On October 29, 2015, the court heard lengthy oral argument on defendant's fee motion. The reporter's transcript of the hearing is 58 pages. At the hearing, the court allowed plaintiffs the opportunity to identify each item of allegedly improper billing. Plaintiffs again focused on pointing out billing entries they believed were unrelated to the SLAPP fee appeal. Plaintiffs also pointed out an apparent math error in the court's tentative ruling. During the proceedings, defendant stipulated to reduce the requested amount of fees by 23.8 hours ($10,710), conceding the work indicated may not have been directly related to the defense of the SLAPP fee appeal.

The court's tentative indicated an intent to award fees to defendant "in the amount of $110,910.00 ($85,170.00 + $18,740.00)." However, the total of the two numbers in the parenthetical is $103,910.

The court took the motion under submission and stated its intent to review the parties' papers again and specifically the billing entries disputed by plaintiffs. On November 13, 2015, the court granted defendant's motion. The court reduced the total fees awarded to defendant to $96,420, and adopted its tentative as to the award of appellate costs in the amount of $1,766.97.

Plaintiffs filed another motion, asking for clarification of the court's fee award. Defendant filed opposition. The court heard and denied plaintiffs' motion on December 21, 2015. In denying the motion, the court reiterated in its minute order that the fees had been calculated using the lodestar method.

This appeal followed.

We deem this appeal properly entertained under the collateral order doctrine with respect only to the court's award of attorney fees and costs on appeal pursuant to section 425.16, subdivision (c). (See, e.g., City of Colton v. Singletary (2012) 206 Cal.App.4th 751, 781; Krikorian Premiere Theatres, LLC v. Westminster Central, LLC (2011) 193 Cal.App.4th 1075, 1078.)

Mr. Shalant has previously been declared a vexatious litigant. (§ 391.7.) However, this appeal was initially filed and pursued on behalf of plaintiffs by an attorney, and we therefore declined defendant's invitation to dismiss the appeal on the ground that plaintiffs did not submit a pre-filing r to proceed with the appeal. We granted plaintiffs' two requests and defendant's one request to augment the appellate record with various documents from the trial court record that had been erroneously omitted.

DISCUSSION

"We review an anti-SLAPP attorney fee award under the deferential abuse of discretion standard. [Citations.] The trial court's fee determination ' " 'will not be disturbed unless the appellate court is convinced that it is clearly wrong.' " ' [Citation.] . . . 'The judgment of the trial court is presumed correct; all intendments and presumptions are indulged to support the judgment; conflicts in the declarations must be resolved in favor of the prevailing party, and the trial court's resolution of any factual disputes arising from the evidence is conclusive.' [Citation.]" (Christian Research Institute v. Alnor (2008) 165 Cal.App.4th 1315, 1322 (Christian Research).)

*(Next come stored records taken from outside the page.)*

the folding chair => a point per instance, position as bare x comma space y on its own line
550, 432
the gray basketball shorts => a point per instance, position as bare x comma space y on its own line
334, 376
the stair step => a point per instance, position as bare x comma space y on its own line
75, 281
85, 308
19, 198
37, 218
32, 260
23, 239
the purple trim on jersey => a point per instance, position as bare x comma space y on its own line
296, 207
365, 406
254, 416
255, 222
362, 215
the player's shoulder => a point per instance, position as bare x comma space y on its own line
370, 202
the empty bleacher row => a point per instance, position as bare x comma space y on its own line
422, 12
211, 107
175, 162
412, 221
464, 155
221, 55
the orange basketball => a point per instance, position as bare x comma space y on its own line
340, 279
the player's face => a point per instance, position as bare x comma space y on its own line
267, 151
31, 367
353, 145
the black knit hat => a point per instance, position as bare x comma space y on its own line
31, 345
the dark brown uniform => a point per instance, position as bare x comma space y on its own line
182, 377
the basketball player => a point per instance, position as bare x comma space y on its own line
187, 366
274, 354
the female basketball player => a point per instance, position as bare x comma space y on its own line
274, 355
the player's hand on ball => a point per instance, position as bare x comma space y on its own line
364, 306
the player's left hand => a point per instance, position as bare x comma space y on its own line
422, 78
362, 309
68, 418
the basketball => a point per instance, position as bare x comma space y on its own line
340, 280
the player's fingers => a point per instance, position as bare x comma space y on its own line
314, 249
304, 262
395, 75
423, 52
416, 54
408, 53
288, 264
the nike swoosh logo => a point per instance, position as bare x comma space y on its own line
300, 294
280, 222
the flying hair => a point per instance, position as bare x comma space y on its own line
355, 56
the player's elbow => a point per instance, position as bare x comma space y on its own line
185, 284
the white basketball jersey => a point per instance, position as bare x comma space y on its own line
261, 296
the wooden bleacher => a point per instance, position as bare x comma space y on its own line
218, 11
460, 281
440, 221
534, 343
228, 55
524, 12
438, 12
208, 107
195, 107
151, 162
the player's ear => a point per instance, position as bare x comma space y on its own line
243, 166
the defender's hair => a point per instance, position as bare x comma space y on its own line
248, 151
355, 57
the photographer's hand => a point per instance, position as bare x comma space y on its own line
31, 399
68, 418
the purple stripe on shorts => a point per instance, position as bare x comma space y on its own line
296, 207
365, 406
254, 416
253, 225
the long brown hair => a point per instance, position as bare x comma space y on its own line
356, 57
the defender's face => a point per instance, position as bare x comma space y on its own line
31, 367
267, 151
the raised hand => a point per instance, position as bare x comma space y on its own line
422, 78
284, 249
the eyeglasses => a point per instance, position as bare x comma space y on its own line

As our Supreme Court has explained, "under . . . section 425.16, subdivision (c), any SLAPP defendant who brings a successful motion to strike is entitled to mandatory attorney fees." (Ketchum v. Moses (2001) 24 Cal.4th 1122, 1131, italics added (Ketchum); see also § 425.16, subd. (c)(1), italics added ["a prevailing defendant on a special motion to strike shall be entitled to recover his or her attorney's fees and costs"].) The purpose of the statute's mandatory fee language is to discourage SLAPP suits by imposing the litigation costs on the party bringing the SLAPP action. (Ketchum, at p. 1131.) The statutory right to fees extends to successful defense on appeal. (Dove Audio, Inc. v. Rosenfeld, Meyer & Susman (1996) 47 Cal.App.4th 777, 785.)

In our prior decision, we concluded defendant was entitled to an award of appellate fees and costs as prevailing party. The only issue before us now is whether plaintiffs have shown the trial court abused its discretion in setting the amount of those fees and costs. We conclude they have not.

"The amount of an attorney fee award under the anti-SLAPP statute is computed by the trial court in accordance with the familiar 'lodestar' method. [Citation.] Under that method, the court 'tabulates the attorney fee touchstone, or lodestar, by multiplying the number of hours reasonably expended by the reasonable hourly rate prevailing in the community for similar work. [Citations.]' " (Cabral v. Martins (2009) 177 Cal.App.4th 471, 491, citation & fn. omitted.) " 'The reasonable market value of the attorney's services is the measure of a reasonable hourly rate. [Citations.] This standard applies regardless of whether the attorneys claiming fees charge nothing for their services, charge at below-market or discounted rates, represent the client on a straight contingent fee basis, or are in-house counsel. [Citations.]' [Citation.]" (Chacon v. Litke (2010) 181 Cal.App.4th 1234, 1260; accord, Syers Properties III, Inc. v. Rankin (2014) 226 Cal.App.4th 691, 701, and Nemecek & Cole v. Horn (2012) 208 Cal.App.4th 641, 651-652.) The reasonable market rate is that amount " ' "to which attorneys of like skill in the area would typically be entitled." ' [Citations.]" (Ketchum, supra, 24 Cal.4th at p. 1133.)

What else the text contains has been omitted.